Annual Tax Filing Requirements for a C Corp

If your SMLLC elects C Corp status, its annual tax filing requirements will shift dramatically. The business itself will be required to file IRS Form 1120, U.S. Corporation Income Tax Return. This form reports the corporation's income, gains, losses, deductions, and credits, and is used to calculate the corporate income tax liability. Unlike pass-through entities where profits are taxed only at the owner's level, a C Corp pays tax on its net income at the corporate tax rate. This means the business is responsible for its own tax obligations before any profits are distributed to you, the owner.

Understanding Double Taxation

The primary reason many small business owners shy away from the C Corp election is the concept of "double taxation." This occurs because profits are taxed at two levels:
  • Corporate Level: The C Corporation pays income tax on its profits using IRS Form 1120.
  • Shareholder Level: When the corporation distributes its after-tax profits to shareholders (which would be you, as the SMLLC owner) in the form of dividends, those dividends are then taxed again on your personal income tax return (Form 1040).
This two-tiered taxation can significantly reduce the net income available to you compared to a pass-through entity like a default SMLLC or an S Corporation. While C Corps can offer certain benefits, such as potentially lower corporate tax rates on retained earnings or easier access to capital for larger businesses, the double taxation aspect often outweighs these for most first-time entrepreneurs and side-hustlers. It's essential to carefully weigh these implications when considering your single member LLC tax filing requirements.
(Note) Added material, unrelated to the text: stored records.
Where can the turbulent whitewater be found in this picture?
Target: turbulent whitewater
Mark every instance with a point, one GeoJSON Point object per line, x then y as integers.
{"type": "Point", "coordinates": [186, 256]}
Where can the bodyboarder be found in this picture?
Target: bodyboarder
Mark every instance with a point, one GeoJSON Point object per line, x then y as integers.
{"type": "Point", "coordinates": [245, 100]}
Understanding Self-Employment Taxes for SMLLCs

When you run your own business as a single member LLC, one of the most significant tax considerations you'll face is self-employment tax. Unlike traditional employees who have Social Security and Medicare taxes withheld from their paychecks, self-employed individuals are responsible for paying these taxes directly. Understanding how this works is crucial for managing your finances and fulfilling your single member LLC tax filing requirements.
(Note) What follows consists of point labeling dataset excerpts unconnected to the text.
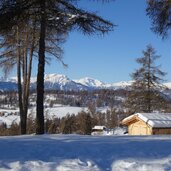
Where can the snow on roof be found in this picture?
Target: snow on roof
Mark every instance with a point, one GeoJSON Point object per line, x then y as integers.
{"type": "Point", "coordinates": [155, 120]}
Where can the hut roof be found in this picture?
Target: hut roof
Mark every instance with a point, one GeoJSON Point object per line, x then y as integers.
{"type": "Point", "coordinates": [155, 120]}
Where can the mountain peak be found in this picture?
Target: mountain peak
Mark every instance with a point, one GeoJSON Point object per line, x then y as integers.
{"type": "Point", "coordinates": [90, 82]}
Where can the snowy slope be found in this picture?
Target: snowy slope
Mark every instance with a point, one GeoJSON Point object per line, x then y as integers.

What is Self-Employment Tax?

Self-employment tax is essentially the Social Security and Medicare taxes for individuals who work for themselves. These taxes contribute to funding Social Security and Medicare benefits, which provide retirement, disability, survivor, and healthcare coverage. It's a critical component of federal taxation for entrepreneurs.
What is Self-Employment Tax? Self-employment tax is a tax consisting of Social Security and Medicare taxes primarily for individuals who work for themselves. It is similar to the Social Security and Medicare taxes withheld from the pay of most wage earners.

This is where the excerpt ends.